Consumí lo que restaba de la copa y acomodé la botella junto al pie que colgaba del sofá. Ardele dormía plácidamente en su habitación después de corretear por la casa, mi hermana, con su vientre al aire, compartía el sentimiento de nostalgia por la congregación con un vaso de jugo de cereza en la mano.

—No pudiste embarazarte en otro momento—me quejé y ella jadeó ofendida.

—¡Bueno! Puedes largarte con tus grandes amigos de la élite—se carcajeó hasta cesar en rotundo las risas—. Es broma, no lo hagas, no necesitas más escándalos, ¿bien?

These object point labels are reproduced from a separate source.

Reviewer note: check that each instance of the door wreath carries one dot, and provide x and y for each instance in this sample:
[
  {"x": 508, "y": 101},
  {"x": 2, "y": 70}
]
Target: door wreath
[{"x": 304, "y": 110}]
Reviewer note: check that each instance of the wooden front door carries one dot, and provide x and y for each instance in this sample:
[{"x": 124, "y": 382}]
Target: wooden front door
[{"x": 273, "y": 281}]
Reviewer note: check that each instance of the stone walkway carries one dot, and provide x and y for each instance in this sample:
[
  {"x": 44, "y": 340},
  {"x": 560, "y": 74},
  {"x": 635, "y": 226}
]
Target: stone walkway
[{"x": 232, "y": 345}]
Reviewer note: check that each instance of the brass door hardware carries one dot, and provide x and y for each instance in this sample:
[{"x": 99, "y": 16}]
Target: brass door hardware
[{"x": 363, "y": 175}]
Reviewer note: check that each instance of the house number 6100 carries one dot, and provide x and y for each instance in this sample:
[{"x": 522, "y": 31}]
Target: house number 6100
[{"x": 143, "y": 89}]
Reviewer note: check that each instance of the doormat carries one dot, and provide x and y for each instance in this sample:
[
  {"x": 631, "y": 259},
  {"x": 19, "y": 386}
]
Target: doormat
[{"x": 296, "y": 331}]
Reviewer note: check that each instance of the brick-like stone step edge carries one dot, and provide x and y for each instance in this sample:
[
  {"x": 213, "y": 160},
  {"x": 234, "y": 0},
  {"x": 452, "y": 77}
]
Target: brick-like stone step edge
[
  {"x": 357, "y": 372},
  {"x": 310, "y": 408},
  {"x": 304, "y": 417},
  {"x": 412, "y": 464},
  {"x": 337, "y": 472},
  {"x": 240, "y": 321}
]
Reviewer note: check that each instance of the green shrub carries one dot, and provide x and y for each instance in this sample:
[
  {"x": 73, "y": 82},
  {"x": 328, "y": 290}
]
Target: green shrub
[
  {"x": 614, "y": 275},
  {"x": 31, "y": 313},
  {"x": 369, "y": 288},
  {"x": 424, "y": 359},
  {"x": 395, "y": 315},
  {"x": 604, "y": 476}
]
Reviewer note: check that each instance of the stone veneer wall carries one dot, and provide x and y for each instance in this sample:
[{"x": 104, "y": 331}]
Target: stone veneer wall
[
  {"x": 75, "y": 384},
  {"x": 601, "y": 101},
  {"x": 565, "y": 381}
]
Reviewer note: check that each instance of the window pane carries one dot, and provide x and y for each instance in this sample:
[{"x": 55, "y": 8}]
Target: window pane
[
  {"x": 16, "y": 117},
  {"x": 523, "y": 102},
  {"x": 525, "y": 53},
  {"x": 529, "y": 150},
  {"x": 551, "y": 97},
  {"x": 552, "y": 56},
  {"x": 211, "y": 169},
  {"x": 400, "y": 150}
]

Bebí de la botella como si fuese del jugo de mi hermana. Que me importaban los escándalos, no salgo de esta guarida porque no me apetece. Quería llorar a borbotones, saciarme del sentimiento sin sentido hasta aniquilar la nostalgia que me acechaba.

—¿Qué pasó en Kentucky, Arden?

El diluvio de lágrimas se acumuló, sonreí, elevando una barrera que no pudiesen traspasar.

—Me cogí al sacerdote.

Mi hermana chilló como un cerdo, en el apuro de levantar la espalda del cojín, desparramó el jugo en la alfombra, la misma que me costó miles de dólares y cuidaba de los descuidos de mi sobrina. Tampoco me importaba ahora.

—Cuéntame todo lo que pasó en esa iglesia, Arden Rose, cuéntamelo ya mismo—me urgió, acomodando la postura sobre el sofá.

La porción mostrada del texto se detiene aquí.